India faces worst urban flood risk, analysis suggests
By Kyle Plantz
London - Worsening floods in urban areas could cost India billions of dollars and affect a significant portion of the population by 2030, a new online flood risk tool suggests.
As a result of strengthening climate change impacts and a growing population, India tops the list of countries with the most people affected by floods. About 4.8 million Indians suffer from flooding each year at present, but by 2030 that could rise to about 19 million a year, predicts the Aqueduct Flood Analyzer, developed by the World Resources Institute (WRI) and four Dutch research agencies.

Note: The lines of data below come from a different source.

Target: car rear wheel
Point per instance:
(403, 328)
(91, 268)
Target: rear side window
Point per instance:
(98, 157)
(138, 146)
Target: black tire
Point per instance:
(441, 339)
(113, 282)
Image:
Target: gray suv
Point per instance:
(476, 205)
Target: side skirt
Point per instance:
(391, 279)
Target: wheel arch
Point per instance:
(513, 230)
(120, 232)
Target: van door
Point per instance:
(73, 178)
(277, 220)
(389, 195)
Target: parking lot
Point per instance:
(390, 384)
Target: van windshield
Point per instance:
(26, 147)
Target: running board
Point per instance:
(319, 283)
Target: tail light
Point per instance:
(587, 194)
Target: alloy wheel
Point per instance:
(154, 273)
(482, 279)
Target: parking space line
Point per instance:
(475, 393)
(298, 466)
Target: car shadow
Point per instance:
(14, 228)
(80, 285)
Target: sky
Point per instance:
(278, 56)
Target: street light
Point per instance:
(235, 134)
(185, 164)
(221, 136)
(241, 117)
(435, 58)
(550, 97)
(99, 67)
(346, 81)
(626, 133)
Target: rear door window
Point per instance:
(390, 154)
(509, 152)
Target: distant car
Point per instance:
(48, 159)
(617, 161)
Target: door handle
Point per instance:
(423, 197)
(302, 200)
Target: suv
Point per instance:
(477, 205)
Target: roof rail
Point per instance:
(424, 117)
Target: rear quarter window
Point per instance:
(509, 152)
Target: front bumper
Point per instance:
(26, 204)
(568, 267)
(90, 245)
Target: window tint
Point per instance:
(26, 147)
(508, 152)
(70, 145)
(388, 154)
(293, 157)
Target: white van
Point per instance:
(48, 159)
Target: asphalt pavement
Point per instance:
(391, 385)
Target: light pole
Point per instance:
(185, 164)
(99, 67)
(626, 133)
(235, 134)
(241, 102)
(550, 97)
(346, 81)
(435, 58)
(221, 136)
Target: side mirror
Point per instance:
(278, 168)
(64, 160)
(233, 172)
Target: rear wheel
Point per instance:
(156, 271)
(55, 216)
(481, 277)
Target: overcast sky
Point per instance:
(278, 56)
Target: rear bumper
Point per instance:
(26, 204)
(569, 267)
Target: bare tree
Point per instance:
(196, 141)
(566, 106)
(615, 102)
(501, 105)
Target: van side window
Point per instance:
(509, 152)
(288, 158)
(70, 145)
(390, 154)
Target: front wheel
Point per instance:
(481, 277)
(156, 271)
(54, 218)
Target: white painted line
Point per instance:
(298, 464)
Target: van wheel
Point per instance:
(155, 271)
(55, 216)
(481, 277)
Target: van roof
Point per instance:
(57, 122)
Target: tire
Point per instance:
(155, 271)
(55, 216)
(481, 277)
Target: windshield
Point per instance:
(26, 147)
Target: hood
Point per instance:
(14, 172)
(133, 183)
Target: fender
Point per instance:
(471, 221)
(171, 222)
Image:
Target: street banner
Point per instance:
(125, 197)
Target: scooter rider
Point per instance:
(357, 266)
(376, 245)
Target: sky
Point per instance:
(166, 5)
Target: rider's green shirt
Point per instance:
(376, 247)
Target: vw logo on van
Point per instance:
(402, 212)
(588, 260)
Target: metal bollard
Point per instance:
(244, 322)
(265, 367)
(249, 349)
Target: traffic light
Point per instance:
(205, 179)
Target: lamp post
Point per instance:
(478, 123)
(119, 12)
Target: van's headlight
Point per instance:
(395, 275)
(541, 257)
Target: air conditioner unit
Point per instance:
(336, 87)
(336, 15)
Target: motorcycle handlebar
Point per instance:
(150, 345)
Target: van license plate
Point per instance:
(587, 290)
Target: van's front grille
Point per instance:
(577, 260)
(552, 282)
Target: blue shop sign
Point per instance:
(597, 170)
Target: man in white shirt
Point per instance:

Bangladesh ranks second with 3.4 million people affected annually by flooding today; China is third with 3.2 million. By 2030, Bangladesh could have about 5.5 million affected each year and China about 11 million.
River flooding currently affects 21 million people on average globally each year, causing losses of about $96 billion in GDP on average each year, according to WRI's analysis. Those numbers could grow to 54 million people and $520 billion in GDP affected annually by 2030.
The analyzer estimates potential gross domestic product loss, affected population and urban damage from river floods for every state, country and river basin in the world, said Tianyi Luo, a research analyst at WRI and co-developer of the analyzer.
The interactive tool allows users to choose between different potential combinations of socio-economic development and climate change effects, and adjust the scenario for the number of years that countries provide flood protection.
The adjustments - for most countries, 25 years of flood protection is "a middle of the road scenario" - allows a user to "customize flood protection levels based on his or her experience and knowledge of a specific place," Luo said.
Bringing data alive
Hessel Winsemius, a researcher at Deltares, a Dutch research organization that partnered with WRI for the analyzer, said the tool's value is that "complex data really becomes alive and becomes available to a non-specialist audience, far beyond the research arena."
"The analyzer really transforms these data layers into actionable information, informing users like governments and businesses which developments in their region are at risk," he said. "This really opens doors to discuss how to achieve this protection."
According to the tool, India has more of its annual GDP exposed to river flooding each year, on average, than any other country. Its current $14.3 billion exposure could increase to about $154 billion by 2030, the tool suggests.
Southeast Asia also could see a significant increase in risk as a result of strengthening climate impacts and changing socio-economic trends, Winsemius said.
Flood risk and efforts to avoid it in particular need to be looked at in growing cities such as Ho Chi Minh City in the Mekong delta and Shanghai in the Yangtze basin, he said.
Results from the tool suggest that climate change is a bigger driver of growing urban flood risk - accounting for about two-thirds of it - than population growth and urban growth itself, Luo said.
Worsening urban flood risk is evident around the world. Floods last September in Kashmir killed more than 270 people in India and 280 people in Pakistan.
In 2011, Thailand suffered an estimated $45.7 in damage and economic losses as a result of flooding along the Mekong and Chao Phraya river basins, including in industrial areas near Bangkok, according to World Bank figures.
"This powerful tool helps us focus our efforts on early flood warning systems (and to guide) resilience building inventions in flood-prone areas to reduce the actual damage that can occur over time," said Erin Coughlan, senior climate specialist for the Red Cross Red Crescent Climate Centre.
Alana Simpson, a senior specialist for the Global Facility for Disaster Risk Reduction of the World Bank Group, said international relief organizations usually have to "answer swiftly" to governments that are seeking solutions for flood-risk prevention, and the analyzer allows them to compile that data in a way that is easy for people to understand.
"One of the challenges in least developed countries is looking at what is the risk today and where the populations are located (alongside) where the flood risk is historically and where it will be in the future," she said.
"We need to get decision makers to visualize what their future is like and what actions they can take today to mitigate the risk in the future," she said.